Geoff Brown fut constamment mené au cours d’une très belle finale qui dura plus de trois heures. Après avoir perdu les deux premiers sets, l’australien réussit à égaliser à deux sets partout après avoir sauvé une balle de match à 5-3 au quatrième set. Mais le service perdu au premier jeu du cinquième set fut décisif pour la victoire finale du français. Le lendemain, Jean Samazeuilh écrit ce commentaire élogieux dans l'Equipe: Sur le central qui, depuis des années, a vu défiler les plus célèbres champions de tous les pays, Yvon Petra, cet après-midi, a effacé la défaite que lui avait infligée Puntec dans le dernier match Yougoslavie-France et il a fait mieux encore. Il a élevé la classe de sa technique de façon si remarquable et si brillante devant Geoff Brown au cours de ce match qu'il mérite d'être considéré maintenant comme un champion de classe mondiale capable de rapporter à la France les honneurs les plus enviés...

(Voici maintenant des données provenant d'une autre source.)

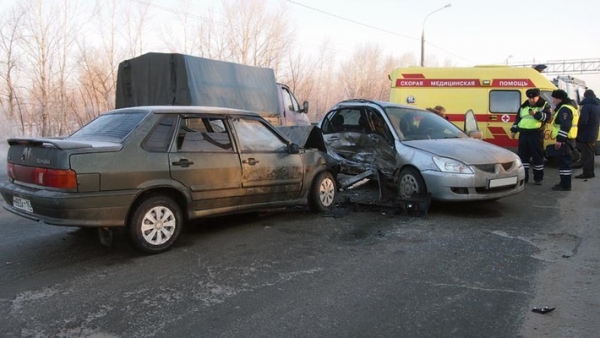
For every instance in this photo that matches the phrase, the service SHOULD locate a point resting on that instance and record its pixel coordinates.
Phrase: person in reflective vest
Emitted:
(564, 130)
(530, 123)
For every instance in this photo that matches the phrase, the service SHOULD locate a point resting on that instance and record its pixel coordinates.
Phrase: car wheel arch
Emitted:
(410, 168)
(182, 200)
(320, 200)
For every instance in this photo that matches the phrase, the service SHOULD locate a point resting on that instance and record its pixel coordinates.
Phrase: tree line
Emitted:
(59, 59)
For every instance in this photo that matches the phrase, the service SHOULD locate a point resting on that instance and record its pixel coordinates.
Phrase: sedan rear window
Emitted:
(110, 127)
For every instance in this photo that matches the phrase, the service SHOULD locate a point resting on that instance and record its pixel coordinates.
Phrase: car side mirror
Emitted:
(304, 107)
(293, 148)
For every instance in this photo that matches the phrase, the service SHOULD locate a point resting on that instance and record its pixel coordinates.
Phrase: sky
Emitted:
(467, 33)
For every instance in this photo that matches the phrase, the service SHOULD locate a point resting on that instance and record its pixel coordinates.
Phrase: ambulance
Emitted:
(493, 93)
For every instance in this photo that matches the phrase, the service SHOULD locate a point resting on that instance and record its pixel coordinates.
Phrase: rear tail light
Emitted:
(55, 178)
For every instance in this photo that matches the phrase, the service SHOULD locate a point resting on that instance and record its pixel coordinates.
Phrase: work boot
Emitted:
(560, 187)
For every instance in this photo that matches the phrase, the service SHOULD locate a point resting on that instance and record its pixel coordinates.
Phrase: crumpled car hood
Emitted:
(467, 150)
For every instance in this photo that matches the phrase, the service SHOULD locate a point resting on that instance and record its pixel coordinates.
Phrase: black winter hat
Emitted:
(560, 94)
(589, 93)
(532, 92)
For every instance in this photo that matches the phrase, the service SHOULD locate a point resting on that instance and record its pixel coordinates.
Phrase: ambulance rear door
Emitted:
(504, 104)
(470, 128)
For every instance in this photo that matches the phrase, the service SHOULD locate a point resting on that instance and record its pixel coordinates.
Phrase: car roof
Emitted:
(353, 102)
(188, 109)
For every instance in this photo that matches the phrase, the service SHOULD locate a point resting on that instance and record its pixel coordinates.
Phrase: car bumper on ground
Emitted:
(464, 187)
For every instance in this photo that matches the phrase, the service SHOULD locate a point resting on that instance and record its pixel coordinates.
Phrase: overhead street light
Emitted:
(423, 34)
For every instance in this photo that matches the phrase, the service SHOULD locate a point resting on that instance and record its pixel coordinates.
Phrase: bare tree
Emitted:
(253, 35)
(40, 47)
(10, 36)
(185, 33)
(136, 17)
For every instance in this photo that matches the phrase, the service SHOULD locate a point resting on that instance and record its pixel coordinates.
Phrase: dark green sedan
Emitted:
(150, 169)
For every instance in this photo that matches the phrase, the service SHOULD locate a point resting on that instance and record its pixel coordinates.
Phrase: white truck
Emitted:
(185, 80)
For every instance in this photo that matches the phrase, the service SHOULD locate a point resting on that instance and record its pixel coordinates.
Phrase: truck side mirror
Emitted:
(293, 148)
(304, 107)
(476, 134)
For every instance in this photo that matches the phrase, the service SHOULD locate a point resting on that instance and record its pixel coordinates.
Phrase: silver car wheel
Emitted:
(327, 192)
(409, 183)
(158, 225)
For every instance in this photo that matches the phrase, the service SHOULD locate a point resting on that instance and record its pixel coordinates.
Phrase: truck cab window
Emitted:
(290, 101)
(505, 101)
(256, 137)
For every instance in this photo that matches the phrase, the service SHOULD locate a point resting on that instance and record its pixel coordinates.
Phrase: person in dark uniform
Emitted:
(587, 132)
(564, 130)
(530, 123)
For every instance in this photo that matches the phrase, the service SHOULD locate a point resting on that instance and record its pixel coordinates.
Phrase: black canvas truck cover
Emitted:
(185, 80)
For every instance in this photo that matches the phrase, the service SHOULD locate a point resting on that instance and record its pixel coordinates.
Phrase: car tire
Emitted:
(155, 225)
(323, 192)
(410, 182)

Journaliste et ancien champion de France, Jean Samazeuilh pense bien sûr à la coupe Davis en écrivant ces lignes, mais son espoir sera déçu et les français devront encore patienter longtemps avant de rejouer une finale de coupe Davis....




1946 : Photo d'avant match Petra Brown


1946 : Petra au filet pendant la finale



Voici le commentaire d'Yvon Pétra sur sa victoire: Je me suis battu à fond pendant 5 sets, d'abord pour essayer d'étouffer Brown - et je crois y être parvenu - puis pour l'empêcher de me déborder tout en le fatiguant. Ce Brown, quel adversaire correct et quel joueur aussi. Franchement, je l'ai admiré au cours des deux sets qu'il m'a pris. J'ai surtout admiré son courage et la classe qu'il a montré lorsqu'à 5-3 dans le quatrième set, il a sauvé une balle de match. C'est vraiment le champion de demain, car il est jeune, lui. Il me reste, quand je serai rentré, à me préparer pour confirmer ce résultat aux championnats de France



1946 : Yvon Petra pendant la finale


Vainqueur surprise, Yvon Pétra ne confirmera jamais par la suite cette victoire historique. Âgé de trente ans, le français est déjà en 1946 en fin de carrière. Ce succès sans lendemain laissa probablement beaucoup de regrets à ce joueur qui, comme beaucoup d’autres, avait vu les meilleures années de sa carrière tennistique gâchées par la guerre. Quant à Geoff Brown, il ne confirmera pas non plus le pronostic du Français et cette finale à Wimbledon restera le meilleur résultat de sa carrière.